STEP 2 – ACCELERATING DELIVERY AND IMPROVING SATISFACTION

Proud of this success, but with the firm intention of improving with the next iteration, the team set off to produce a second MVP of the server update process. This version had 10 virtualized servers (the first MVP had one) on two physical servers. The company set itself a target of two weeks to deliver it.

We started by building the product on the wall of the Obeya, so that the whole team could align to the scope of the project and succeed within the two-week timeframe. We created a panel with the different Virtual Machines (VMs), databases, physical servers, OS/Middleware versions, tablespace sizes. This is when the team discovered that two databases installed on one of the four servers were not in the scope of the MVP #2 : they represented a concern for another application with a different side of the business. It was therefore necessary to exclude them and to inform the business when the servers were stopped/restarted.

Starting from the work they had done with MVP #1, the team built an improved version of the server update process, which entailed the mutualization of certain activities in order to reduce the workload of the business (for example, on the shutdown and restart of databases and acceptance phases) and the elimination of unnecessary steps (like beginning to make corrections on the spot). The learnings from the experience with MVP #1 were still clear in the team’s mind, and the A3 sheets of the many PDCAs still hanging to the walls!

By the time the new process was ready, one step and many sub-activities had been removed or mutualized.

The team represented on the Obeya’s Macro-plan panel the final two milestone of two weeks to deliver MVP #2 and agreed on the operations to be performed day by day as listed on the Micro-plan panel: prepare scripts, provide technical prerequisites, prepare the load tests (like stress tests simulating large number of users), plan the ranges of intervention, business tests after the operation. Everyone knew what action they were supposed to perform, what was the expected deliverable and what standard or checklist they could rely on.

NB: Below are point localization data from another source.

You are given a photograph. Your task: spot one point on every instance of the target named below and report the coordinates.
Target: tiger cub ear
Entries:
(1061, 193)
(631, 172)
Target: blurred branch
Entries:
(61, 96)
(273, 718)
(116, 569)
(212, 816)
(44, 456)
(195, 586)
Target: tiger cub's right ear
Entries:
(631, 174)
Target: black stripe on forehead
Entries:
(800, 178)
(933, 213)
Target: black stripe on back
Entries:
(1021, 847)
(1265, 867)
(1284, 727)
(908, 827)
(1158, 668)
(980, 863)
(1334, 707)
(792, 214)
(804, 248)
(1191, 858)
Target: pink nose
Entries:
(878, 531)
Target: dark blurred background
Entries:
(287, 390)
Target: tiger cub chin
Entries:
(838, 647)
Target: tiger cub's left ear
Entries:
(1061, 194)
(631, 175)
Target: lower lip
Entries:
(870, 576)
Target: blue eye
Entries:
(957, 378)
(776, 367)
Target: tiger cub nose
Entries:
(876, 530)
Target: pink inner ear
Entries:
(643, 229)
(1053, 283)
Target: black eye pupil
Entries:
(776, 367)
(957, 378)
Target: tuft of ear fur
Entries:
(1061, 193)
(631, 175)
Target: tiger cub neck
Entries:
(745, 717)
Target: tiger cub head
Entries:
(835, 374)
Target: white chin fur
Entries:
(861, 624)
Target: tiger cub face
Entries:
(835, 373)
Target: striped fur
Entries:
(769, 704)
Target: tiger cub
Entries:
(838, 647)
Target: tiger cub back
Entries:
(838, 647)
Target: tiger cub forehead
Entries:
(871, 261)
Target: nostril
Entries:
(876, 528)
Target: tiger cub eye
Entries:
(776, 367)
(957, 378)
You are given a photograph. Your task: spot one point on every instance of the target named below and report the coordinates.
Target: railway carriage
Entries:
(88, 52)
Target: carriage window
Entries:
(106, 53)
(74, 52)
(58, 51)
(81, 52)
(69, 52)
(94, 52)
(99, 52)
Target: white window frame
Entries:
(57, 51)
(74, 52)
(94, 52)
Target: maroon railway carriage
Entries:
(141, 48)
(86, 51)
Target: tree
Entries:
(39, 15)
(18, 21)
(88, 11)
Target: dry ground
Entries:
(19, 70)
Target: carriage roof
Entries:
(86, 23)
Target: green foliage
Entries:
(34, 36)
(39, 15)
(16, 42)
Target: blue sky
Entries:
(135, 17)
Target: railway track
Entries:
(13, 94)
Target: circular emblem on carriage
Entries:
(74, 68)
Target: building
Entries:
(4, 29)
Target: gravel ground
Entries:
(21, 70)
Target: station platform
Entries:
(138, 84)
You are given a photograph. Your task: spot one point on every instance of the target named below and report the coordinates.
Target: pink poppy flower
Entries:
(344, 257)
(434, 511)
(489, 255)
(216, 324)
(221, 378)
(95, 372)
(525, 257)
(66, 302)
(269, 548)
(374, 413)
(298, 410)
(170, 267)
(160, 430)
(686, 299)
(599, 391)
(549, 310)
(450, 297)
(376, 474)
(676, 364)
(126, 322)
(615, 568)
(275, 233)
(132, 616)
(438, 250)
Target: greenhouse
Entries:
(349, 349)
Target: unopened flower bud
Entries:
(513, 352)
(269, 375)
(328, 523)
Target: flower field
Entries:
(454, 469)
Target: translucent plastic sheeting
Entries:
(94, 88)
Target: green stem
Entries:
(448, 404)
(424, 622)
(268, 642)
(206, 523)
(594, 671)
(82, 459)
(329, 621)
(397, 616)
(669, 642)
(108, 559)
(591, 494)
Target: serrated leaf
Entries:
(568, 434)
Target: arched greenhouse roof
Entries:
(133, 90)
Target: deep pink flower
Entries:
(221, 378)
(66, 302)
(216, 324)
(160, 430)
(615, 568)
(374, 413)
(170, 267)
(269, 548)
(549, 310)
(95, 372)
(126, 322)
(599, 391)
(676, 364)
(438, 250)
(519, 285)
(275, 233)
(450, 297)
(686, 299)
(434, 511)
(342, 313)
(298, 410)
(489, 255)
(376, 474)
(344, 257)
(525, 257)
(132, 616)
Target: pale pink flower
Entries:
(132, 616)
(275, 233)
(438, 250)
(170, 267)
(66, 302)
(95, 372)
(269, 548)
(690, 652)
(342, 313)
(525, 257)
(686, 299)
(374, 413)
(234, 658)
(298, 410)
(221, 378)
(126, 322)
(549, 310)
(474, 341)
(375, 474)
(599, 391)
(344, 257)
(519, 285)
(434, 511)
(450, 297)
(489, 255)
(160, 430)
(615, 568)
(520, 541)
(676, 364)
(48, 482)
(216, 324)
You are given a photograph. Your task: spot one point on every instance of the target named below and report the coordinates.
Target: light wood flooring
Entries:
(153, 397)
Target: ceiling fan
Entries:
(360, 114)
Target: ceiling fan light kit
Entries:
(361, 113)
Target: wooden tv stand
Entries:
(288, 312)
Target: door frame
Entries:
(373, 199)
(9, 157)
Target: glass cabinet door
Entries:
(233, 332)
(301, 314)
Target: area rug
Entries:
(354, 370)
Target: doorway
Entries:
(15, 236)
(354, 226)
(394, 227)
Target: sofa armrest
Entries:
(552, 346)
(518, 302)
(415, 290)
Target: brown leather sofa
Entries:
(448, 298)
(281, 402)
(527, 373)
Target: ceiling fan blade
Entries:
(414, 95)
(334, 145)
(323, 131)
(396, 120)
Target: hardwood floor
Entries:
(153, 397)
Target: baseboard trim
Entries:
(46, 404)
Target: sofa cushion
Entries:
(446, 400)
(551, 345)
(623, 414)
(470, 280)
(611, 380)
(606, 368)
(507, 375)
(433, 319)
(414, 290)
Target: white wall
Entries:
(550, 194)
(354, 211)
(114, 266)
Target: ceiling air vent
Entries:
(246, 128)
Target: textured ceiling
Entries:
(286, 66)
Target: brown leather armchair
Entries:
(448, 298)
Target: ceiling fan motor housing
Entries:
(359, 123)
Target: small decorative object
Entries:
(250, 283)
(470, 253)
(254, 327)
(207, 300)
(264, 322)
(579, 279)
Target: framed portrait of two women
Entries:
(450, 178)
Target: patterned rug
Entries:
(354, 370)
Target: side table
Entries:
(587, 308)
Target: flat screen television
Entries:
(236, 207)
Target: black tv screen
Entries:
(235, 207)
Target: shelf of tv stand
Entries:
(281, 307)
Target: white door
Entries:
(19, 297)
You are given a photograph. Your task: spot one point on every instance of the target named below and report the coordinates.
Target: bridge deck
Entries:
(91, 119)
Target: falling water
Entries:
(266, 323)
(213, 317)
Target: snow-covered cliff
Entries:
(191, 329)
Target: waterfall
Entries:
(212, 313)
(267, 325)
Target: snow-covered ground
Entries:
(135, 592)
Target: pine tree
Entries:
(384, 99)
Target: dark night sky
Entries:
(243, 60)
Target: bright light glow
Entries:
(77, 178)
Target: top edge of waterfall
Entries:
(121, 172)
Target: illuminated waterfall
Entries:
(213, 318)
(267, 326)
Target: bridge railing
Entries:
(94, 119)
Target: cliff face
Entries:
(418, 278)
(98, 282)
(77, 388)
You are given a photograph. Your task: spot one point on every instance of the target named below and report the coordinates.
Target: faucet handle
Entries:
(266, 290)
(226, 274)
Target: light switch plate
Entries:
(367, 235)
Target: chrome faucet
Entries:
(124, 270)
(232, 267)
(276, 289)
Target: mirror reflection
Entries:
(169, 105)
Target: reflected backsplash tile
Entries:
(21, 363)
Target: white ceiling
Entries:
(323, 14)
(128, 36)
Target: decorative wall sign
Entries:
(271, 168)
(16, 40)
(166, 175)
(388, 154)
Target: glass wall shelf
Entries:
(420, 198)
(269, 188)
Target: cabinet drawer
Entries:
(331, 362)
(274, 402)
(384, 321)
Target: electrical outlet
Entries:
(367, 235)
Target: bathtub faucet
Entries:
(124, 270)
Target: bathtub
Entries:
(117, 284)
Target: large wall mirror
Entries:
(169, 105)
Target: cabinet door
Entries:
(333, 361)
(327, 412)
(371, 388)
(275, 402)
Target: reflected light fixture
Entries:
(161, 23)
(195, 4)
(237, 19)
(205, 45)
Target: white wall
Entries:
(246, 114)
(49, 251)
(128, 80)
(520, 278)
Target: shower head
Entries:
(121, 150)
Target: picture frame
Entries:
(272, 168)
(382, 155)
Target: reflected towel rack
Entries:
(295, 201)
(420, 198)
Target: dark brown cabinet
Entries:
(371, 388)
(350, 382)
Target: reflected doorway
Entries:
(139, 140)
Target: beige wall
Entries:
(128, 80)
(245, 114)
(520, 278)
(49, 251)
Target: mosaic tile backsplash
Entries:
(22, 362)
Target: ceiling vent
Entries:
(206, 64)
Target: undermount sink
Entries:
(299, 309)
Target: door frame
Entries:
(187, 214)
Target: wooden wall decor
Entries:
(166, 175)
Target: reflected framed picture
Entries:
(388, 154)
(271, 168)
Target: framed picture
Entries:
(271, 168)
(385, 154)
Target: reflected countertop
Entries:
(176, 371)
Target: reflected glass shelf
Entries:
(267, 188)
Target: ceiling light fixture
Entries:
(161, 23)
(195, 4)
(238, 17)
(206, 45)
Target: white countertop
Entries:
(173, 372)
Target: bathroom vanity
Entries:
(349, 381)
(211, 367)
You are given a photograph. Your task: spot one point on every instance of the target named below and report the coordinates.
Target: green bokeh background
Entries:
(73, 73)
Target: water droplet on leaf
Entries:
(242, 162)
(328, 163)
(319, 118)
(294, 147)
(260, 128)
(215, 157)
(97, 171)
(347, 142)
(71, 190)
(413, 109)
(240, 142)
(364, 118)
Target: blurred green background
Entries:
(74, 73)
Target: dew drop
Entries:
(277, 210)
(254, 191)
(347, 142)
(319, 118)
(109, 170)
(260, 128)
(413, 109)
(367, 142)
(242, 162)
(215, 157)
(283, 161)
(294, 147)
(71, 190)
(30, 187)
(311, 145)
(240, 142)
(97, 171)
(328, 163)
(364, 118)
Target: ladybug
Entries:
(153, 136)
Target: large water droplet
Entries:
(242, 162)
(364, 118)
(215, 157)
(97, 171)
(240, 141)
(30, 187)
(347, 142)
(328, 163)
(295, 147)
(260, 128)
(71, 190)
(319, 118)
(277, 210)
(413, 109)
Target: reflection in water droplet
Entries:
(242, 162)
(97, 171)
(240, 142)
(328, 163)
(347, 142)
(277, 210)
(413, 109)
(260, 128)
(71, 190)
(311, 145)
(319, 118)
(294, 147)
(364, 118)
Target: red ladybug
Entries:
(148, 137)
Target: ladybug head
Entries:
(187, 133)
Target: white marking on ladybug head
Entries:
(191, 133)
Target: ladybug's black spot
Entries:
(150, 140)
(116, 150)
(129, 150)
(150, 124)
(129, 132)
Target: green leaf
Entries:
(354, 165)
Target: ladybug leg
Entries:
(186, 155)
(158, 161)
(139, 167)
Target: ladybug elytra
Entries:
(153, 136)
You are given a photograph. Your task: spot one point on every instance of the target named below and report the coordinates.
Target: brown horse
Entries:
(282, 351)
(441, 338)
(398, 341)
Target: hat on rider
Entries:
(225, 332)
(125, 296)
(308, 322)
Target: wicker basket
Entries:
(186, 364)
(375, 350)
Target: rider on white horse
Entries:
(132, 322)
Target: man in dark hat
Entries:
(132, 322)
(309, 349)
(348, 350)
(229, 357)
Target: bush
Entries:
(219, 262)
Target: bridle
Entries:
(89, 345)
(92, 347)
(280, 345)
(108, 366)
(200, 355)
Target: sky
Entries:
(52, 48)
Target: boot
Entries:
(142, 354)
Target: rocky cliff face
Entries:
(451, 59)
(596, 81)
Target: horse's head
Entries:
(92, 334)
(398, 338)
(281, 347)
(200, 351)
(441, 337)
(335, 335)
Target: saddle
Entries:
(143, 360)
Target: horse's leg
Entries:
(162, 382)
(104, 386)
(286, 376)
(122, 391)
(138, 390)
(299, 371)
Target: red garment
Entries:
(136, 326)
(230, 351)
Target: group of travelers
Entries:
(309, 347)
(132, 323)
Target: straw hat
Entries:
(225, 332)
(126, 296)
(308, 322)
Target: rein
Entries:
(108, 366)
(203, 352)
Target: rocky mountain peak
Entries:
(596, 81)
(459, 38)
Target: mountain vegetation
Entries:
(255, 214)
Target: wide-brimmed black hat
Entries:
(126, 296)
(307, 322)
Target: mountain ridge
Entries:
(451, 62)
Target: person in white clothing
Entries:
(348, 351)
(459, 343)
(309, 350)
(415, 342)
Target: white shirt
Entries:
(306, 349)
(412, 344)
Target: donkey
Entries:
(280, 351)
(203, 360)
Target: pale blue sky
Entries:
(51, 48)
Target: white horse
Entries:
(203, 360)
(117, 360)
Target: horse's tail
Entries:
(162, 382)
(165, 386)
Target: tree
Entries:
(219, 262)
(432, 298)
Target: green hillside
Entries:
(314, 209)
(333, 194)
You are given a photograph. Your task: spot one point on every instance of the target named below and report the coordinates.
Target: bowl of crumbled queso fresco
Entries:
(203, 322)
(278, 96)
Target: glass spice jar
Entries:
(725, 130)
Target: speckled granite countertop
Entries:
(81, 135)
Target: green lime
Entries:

To the satisfaction of the internal customer, the team was able to deliver the MVP #2 on time. The process was improved, different standards were tested, and checklists prepared. They also scripted (wrote specific code for commands) some of the operations that were previously performed manually, like the data encryption operation. A team member commented: “We stopped pushing projects like wagons on a train and started to pull them from the customer perspective.”

They also encountered a number of problems, however. For example, the script erased the Wallet containing some OS access codes, which meant that some rework was necessary to repair the Wallet and take into account the backup. The two servers excluded from the project of the second MVP were partially impacted.

For the second iteration, the team didn’t draw a spaghetti diagram but they from over 200 email exchanges to a few dozen, without any need to escalate problems to managers or tension within the team. This is another way in which waste was drastically reduced.

TO CONCLUDE

The team has undeniably developed individual expertise and learned a lot about its delivery process. The Obeya has been very useful in helping people collaborate more effectively on a common goal. (One of the team members said: “The big added value of the Obeya was the ability to transcribe and share the explicit and implicit knowledge of each person, which must be extracted.”) The intensive problem-solving sessions they participated in allowed them to experience continuous improvement firsthand.

To achieve the expected takt time, the pace set by the customer, they will need to become even faster with their next iteration – MVP #3: their target is to deliver 10 servers/day. This will only be possible with a fully industrialized process, with standards to ensure consistent levels of quality and a set of stable and well-defined steps that don’t cost more than they should. It’s clear that the team will have to introduce a pulled flow to reveal the problems that need solving and shed a light on the waste that can be removed.